Hello all, I know this has come up before in the old forum, but I did not pay much attention to it because I didn't have a need for one, but now I do, can anyone please tell me what type of trail cam they are using and if they recomend any certain type, does the flash at night really work that well, or does it scare animals off? I just want your 2 cents, thanks.


----------



## Treehugnhuntr (Sep 7, 2007)

I haven't noitced many problems with animals being scared by flashes. I have used 5 different cameras and have settled on Cuddebacks and have used them for 3 years straight. If they give me a reason to switch, I will, but right now we have 6 of them out year round and they have done what we needed. I was not happy with Recon and Scout cam, the stealth cam model we tested was ok, but seemed slow, we had a lot of rear end photos or some with no animal at all.

There may be some better ones out there, but like I said, we haven't found a reason to change.


----------



## archerben (Sep 14, 2007)

I have been using the digital Leaf River cameras for about five years now and they have been great. I have also heard a lot of good things about the Cuddebacks, but have never used one personally. As far as the flash goes, it doesn't seem to bother the animals at all.


----------



## Fishrmn (Sep 14, 2007)

+1 for the Leaf River. My nephew has 3 of them now, and I have one. I really like the steel bar and lock concept to keep the two legged varmints away from the CF card.

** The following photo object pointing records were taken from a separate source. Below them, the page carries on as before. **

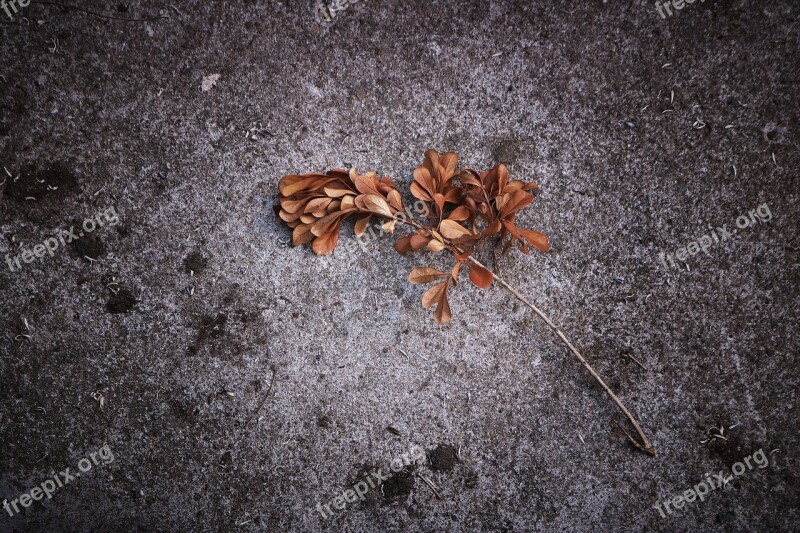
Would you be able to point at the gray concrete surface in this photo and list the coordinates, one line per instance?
(642, 131)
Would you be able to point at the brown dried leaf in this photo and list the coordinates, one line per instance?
(453, 230)
(443, 314)
(423, 275)
(361, 225)
(460, 214)
(480, 276)
(377, 204)
(433, 294)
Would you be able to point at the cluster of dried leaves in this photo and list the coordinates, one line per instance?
(467, 213)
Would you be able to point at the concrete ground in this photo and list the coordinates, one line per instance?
(213, 378)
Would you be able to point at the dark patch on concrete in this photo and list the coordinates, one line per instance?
(195, 262)
(443, 458)
(508, 151)
(40, 192)
(121, 301)
(400, 484)
(90, 245)
(212, 327)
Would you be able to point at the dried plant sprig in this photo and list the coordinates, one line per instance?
(469, 214)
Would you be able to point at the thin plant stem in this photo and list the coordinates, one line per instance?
(645, 444)
(642, 444)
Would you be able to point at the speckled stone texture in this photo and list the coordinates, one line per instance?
(645, 134)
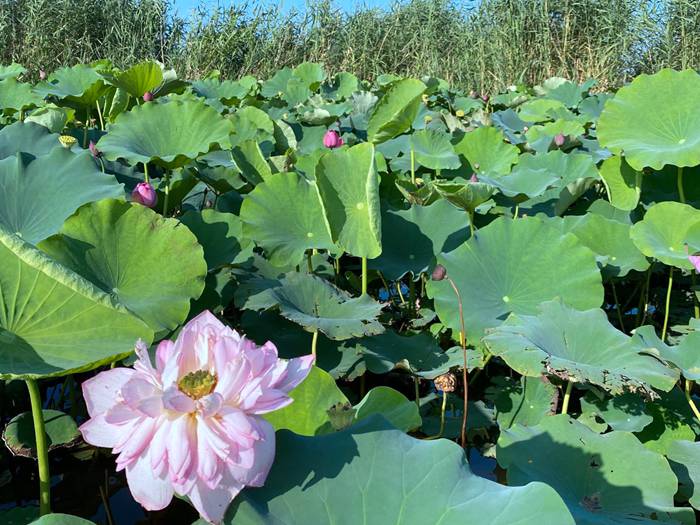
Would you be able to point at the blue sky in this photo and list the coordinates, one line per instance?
(185, 6)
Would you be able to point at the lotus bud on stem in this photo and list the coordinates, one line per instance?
(439, 274)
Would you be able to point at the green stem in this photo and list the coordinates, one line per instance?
(681, 193)
(364, 276)
(567, 396)
(413, 166)
(618, 307)
(668, 304)
(689, 398)
(314, 343)
(42, 449)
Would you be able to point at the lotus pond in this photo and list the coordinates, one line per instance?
(314, 299)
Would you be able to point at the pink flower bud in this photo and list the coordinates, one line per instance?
(332, 139)
(439, 273)
(95, 152)
(144, 194)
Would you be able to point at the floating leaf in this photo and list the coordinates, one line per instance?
(395, 111)
(610, 478)
(349, 187)
(170, 134)
(53, 322)
(374, 474)
(652, 134)
(578, 346)
(318, 305)
(513, 266)
(285, 217)
(61, 432)
(37, 195)
(112, 244)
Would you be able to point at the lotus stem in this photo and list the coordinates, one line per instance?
(689, 398)
(465, 369)
(364, 276)
(42, 449)
(618, 308)
(567, 396)
(681, 193)
(314, 343)
(99, 114)
(668, 304)
(413, 166)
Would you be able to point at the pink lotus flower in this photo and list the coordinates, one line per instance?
(332, 139)
(191, 424)
(144, 194)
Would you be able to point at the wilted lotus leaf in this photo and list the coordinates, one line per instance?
(610, 478)
(653, 134)
(578, 346)
(513, 266)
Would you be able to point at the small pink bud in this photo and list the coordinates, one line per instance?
(332, 139)
(439, 273)
(144, 194)
(95, 152)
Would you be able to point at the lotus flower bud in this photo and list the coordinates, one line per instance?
(144, 194)
(439, 273)
(95, 152)
(332, 139)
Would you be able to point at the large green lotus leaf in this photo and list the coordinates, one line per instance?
(80, 85)
(308, 414)
(523, 402)
(513, 266)
(487, 152)
(433, 150)
(316, 304)
(673, 420)
(12, 71)
(220, 234)
(412, 238)
(463, 193)
(37, 195)
(626, 412)
(26, 137)
(374, 474)
(666, 228)
(603, 479)
(622, 182)
(684, 457)
(121, 247)
(610, 241)
(16, 96)
(650, 133)
(395, 111)
(579, 346)
(61, 432)
(52, 321)
(284, 216)
(170, 134)
(348, 182)
(139, 78)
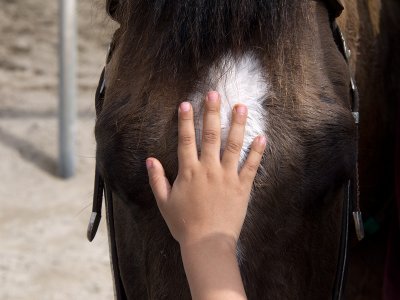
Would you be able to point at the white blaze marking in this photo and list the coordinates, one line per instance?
(237, 81)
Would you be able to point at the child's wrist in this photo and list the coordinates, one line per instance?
(217, 242)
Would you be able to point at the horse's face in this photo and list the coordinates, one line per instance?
(278, 57)
(297, 91)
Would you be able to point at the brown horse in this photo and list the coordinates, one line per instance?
(281, 59)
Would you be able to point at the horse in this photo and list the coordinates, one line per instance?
(285, 61)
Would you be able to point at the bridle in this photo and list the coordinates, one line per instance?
(350, 201)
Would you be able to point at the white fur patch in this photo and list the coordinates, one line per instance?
(237, 81)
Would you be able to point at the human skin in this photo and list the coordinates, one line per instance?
(206, 205)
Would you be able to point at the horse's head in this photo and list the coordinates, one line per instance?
(163, 51)
(278, 56)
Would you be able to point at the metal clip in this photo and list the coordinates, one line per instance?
(358, 223)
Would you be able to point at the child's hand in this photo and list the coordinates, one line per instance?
(209, 197)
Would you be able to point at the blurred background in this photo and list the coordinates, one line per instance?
(44, 253)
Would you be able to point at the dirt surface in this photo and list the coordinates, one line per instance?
(44, 253)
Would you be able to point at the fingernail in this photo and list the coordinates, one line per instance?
(185, 106)
(149, 163)
(212, 96)
(262, 140)
(241, 109)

The flash doesn't seem to be a problem.

Fishrmn


----------



## [email protected] (Feb 19, 2008)

I use the Moultrie 5.0 IR and really like it. If you do a search on Bowsite you should be able to find a link to a website that has a LOT of info and tests on most of the cameras etc. I just started using the cameras and it has added another dimension to the hunts.


----------



## Bowdacious (Sep 16, 2007)

I've been really worried about gettinga trail camera and having someone steal it. Anybody have any problems with theft of trail cameras?


----------